Credit unions’ share of the mortgage market rises
Credit unions have always been a popular choice for home loans, but the past year saw even more impressive growth than usual. In a time when home sales were flat overall, according to the National Association of Realtors, and when the number of first-time homebuyers sat at its lowest point in over three decades, more consumers sought mortgages from credit unions than in the past. According to the CU Times, credit unions’ share of first-time mortgages is now four times larger than in 2006.
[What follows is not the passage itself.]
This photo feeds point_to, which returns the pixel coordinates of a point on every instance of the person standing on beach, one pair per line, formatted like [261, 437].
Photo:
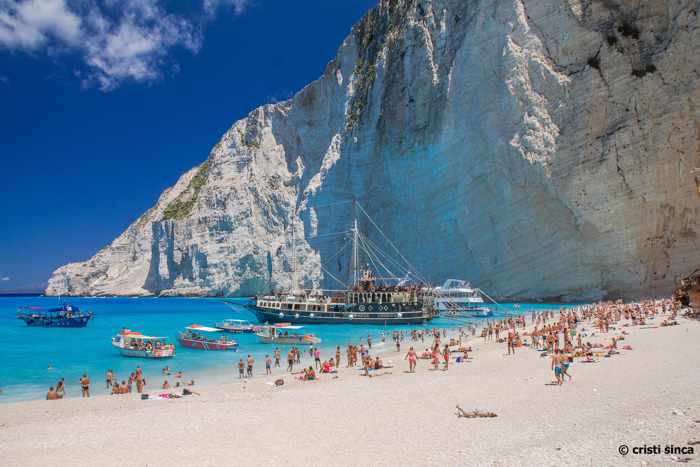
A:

That growth demonstrates the value that credit unions can present to borrowers. Unlike large traditional banks that adhere to overly strict lending requirements to limit risk in the aftermath of the financial crisis, credit unions are able to offer loans to less-qualified individuals. This is partially because credit unions can expend the energy to completely research members and become familiar with their financial situation. This allows them to confidently make loans that other organizations would deem too risky.
New regulations and the opportunity for refinancing
With new legislation from the Federal Housing Authority that provides lower insurance premiums for FHA-insured loans, many are expecting an increase in the number of first-time borrowers and homeowners. While that is likely to happen, and will probably benefit credit unions who have already demonstrated consistent growth among these demographics, the new legislation also represents an opportunity for credit unions to provide refinancing opportunities to their members who already have mortgages.